Wednesday, July 8, 2009

Lindsay Muses



It isn't easy being a dog, but it can often be comfortable.

Dogs come to understand quite a bit about the human culture and the personalities of their owners. They can recognize human behavioral patters with great ease and make predictions about changes in those patterns based on very subtle clues.

Lindsay can tell from the type of clothing I put on whether we are going for a run in the morning. It I put on the right clothing, she dances for joy at my feet and runs to the kitchen where we keep her leach.

If I put on the wrong clothing, she heads for the side door where I exit for the car and lays in front of the door. She wouldn't want to be left behind by shear accident, so she's giving me one last chance to take her for that run.

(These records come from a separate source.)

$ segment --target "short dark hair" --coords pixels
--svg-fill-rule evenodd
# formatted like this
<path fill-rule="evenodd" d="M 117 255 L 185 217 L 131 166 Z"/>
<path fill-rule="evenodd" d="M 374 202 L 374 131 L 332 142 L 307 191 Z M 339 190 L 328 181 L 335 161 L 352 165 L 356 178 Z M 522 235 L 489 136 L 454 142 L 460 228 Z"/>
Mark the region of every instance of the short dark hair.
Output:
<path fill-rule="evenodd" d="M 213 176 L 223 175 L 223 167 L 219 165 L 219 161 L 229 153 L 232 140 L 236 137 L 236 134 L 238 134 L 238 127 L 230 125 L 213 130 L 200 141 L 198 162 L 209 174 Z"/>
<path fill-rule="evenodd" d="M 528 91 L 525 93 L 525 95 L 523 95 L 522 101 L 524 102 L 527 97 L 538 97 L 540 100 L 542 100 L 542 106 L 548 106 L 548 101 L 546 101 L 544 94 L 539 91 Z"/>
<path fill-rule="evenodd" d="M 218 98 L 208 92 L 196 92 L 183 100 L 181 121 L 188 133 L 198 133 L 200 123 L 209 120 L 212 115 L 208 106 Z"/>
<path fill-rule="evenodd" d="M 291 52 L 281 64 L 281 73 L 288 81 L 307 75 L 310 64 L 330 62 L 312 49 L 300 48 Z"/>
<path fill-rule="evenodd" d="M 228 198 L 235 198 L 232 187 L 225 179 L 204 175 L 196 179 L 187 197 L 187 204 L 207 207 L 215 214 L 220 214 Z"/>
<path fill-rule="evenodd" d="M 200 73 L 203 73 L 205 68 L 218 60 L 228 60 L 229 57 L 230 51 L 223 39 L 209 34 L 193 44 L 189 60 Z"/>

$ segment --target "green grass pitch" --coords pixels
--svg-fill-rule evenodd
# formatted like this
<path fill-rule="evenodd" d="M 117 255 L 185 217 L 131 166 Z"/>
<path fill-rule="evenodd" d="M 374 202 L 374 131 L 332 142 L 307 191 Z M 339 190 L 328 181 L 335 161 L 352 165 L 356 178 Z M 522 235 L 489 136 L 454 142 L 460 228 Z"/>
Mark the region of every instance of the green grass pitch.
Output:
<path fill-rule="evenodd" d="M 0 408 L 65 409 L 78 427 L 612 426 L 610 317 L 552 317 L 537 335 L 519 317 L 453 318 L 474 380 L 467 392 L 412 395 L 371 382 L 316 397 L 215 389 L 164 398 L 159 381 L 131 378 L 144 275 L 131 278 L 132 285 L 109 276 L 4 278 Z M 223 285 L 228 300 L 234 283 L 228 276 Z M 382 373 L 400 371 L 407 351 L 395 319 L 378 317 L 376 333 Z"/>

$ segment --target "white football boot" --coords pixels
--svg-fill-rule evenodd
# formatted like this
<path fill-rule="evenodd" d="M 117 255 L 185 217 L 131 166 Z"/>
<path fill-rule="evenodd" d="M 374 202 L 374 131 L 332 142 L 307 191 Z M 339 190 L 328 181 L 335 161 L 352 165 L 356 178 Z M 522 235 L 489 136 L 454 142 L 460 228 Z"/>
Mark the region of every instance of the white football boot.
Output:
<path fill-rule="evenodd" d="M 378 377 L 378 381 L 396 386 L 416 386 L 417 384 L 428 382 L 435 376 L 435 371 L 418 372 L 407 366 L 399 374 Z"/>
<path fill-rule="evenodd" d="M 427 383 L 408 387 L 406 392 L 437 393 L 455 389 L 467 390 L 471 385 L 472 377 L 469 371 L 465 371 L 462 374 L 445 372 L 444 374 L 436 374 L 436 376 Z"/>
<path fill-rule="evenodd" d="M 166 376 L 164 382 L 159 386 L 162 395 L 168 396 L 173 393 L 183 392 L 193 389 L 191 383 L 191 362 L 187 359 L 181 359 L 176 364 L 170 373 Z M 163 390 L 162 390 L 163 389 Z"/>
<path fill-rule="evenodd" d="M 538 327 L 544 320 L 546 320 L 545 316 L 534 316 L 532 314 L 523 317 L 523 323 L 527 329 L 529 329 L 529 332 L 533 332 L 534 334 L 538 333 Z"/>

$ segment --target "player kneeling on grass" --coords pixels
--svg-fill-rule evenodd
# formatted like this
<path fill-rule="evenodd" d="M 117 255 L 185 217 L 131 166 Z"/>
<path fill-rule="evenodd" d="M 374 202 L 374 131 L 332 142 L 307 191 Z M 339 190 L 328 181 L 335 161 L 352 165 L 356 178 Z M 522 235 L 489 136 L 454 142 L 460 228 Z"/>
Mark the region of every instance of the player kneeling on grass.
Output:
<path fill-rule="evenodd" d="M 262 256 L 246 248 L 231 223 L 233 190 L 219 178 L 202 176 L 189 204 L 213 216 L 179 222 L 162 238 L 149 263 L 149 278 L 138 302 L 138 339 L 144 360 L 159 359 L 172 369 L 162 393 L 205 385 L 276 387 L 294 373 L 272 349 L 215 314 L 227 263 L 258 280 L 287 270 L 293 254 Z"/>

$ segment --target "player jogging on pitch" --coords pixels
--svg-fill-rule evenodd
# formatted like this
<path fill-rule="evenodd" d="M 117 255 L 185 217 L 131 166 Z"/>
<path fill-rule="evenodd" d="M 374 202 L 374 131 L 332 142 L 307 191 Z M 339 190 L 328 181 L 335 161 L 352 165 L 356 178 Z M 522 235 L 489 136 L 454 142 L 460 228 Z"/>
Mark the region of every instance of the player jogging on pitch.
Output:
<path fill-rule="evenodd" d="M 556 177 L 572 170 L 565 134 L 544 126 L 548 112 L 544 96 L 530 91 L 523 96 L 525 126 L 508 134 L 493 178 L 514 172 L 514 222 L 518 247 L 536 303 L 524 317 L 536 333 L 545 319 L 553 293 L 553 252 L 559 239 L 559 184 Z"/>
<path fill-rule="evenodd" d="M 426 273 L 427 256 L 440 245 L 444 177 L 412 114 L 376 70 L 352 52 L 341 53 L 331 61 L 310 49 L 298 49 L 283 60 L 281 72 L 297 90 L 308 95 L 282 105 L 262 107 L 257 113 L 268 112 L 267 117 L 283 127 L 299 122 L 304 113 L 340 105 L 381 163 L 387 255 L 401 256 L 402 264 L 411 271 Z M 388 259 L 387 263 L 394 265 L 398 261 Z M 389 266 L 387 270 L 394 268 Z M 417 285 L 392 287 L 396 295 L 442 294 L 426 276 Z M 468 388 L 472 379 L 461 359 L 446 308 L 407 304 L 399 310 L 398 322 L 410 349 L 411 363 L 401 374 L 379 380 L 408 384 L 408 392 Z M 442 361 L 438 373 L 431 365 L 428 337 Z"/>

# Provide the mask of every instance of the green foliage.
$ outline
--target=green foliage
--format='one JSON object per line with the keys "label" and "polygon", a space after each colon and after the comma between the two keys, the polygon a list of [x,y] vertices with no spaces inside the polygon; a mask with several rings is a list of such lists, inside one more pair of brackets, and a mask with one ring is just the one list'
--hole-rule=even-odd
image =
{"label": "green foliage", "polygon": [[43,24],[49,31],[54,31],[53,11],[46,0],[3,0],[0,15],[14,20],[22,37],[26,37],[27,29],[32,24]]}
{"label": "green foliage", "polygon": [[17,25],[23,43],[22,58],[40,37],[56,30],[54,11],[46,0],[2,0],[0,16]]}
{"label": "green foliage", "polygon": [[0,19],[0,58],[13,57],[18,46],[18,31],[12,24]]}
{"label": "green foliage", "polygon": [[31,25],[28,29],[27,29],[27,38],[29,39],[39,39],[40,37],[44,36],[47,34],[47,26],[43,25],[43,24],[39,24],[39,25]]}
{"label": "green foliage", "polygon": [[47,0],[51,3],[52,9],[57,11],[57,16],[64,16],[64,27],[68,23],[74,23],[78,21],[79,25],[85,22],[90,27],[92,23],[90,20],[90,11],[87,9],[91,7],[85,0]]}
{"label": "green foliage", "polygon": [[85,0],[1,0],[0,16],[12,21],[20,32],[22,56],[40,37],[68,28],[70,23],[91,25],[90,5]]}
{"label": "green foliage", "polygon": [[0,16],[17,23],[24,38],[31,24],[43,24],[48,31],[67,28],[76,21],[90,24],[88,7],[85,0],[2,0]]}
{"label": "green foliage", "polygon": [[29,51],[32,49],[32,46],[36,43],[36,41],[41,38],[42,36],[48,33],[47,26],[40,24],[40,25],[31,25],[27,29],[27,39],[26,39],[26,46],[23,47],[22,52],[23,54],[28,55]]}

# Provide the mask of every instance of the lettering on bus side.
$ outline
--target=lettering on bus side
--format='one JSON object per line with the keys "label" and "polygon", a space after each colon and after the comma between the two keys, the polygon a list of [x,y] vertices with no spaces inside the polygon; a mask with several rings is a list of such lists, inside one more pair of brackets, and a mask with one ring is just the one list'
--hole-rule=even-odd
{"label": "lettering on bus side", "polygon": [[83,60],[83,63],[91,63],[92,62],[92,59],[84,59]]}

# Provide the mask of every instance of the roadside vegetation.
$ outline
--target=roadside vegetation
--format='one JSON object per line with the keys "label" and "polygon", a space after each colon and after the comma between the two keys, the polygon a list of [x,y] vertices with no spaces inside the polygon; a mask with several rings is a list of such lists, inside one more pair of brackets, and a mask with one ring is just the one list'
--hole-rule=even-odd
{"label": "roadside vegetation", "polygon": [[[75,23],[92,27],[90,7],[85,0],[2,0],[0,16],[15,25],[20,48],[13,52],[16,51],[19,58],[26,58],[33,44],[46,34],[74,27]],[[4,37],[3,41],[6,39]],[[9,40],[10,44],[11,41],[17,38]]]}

This week I've been leaving early for the Hospital and she's been getting no morning runs at all. I'm carrying a pouch of 5FU that is being pumped into my body 22 hours of a day. Wheezing in and wheezing out every few seconds. Lindsay has learned that that fanny pack and that noise add up to no early morning run, and she has given up even asking. Even hoping.

Instead she hops up on her chair and watches me go with saddened eyes.

The sadness lasts about thirty seconds after my driver pulls his car out of my drive, then she goes and barks at the back door for Linda to let her out into our large yard, where she delight in chasing away all the birds and inspecting all the trees for squirrel (or even better raccoons).

We are haring some work done around the house this week. Work I normally would have done but am no long able. The grass is being cut by a company and student painters are repainting our kitchen cabinets and our outside decks.

There were four students here yesterday and today both the student group and the grass cutters will be here.

I kid Linda that while I'm gone to the hospital to be pumped fun of poison, she fills the house with men.

Yes, she says, but she's got to pay them.

However their various and unpredictable comings and goings make for an interesting day for Lindsay who has to stick her long black nose into everything that's going on.

Which the men thought was cute at first and then a little distracting, so Linda was forced to keep her in the living room for much of the day.

Ah well, tomorrow I come off the pump, and if I continue to survive the week as well as I am currently, by the weekend we should be able to get out for a run again.

In her chair, Lindsay wags her tail with faint hope, as if reading my thoughts.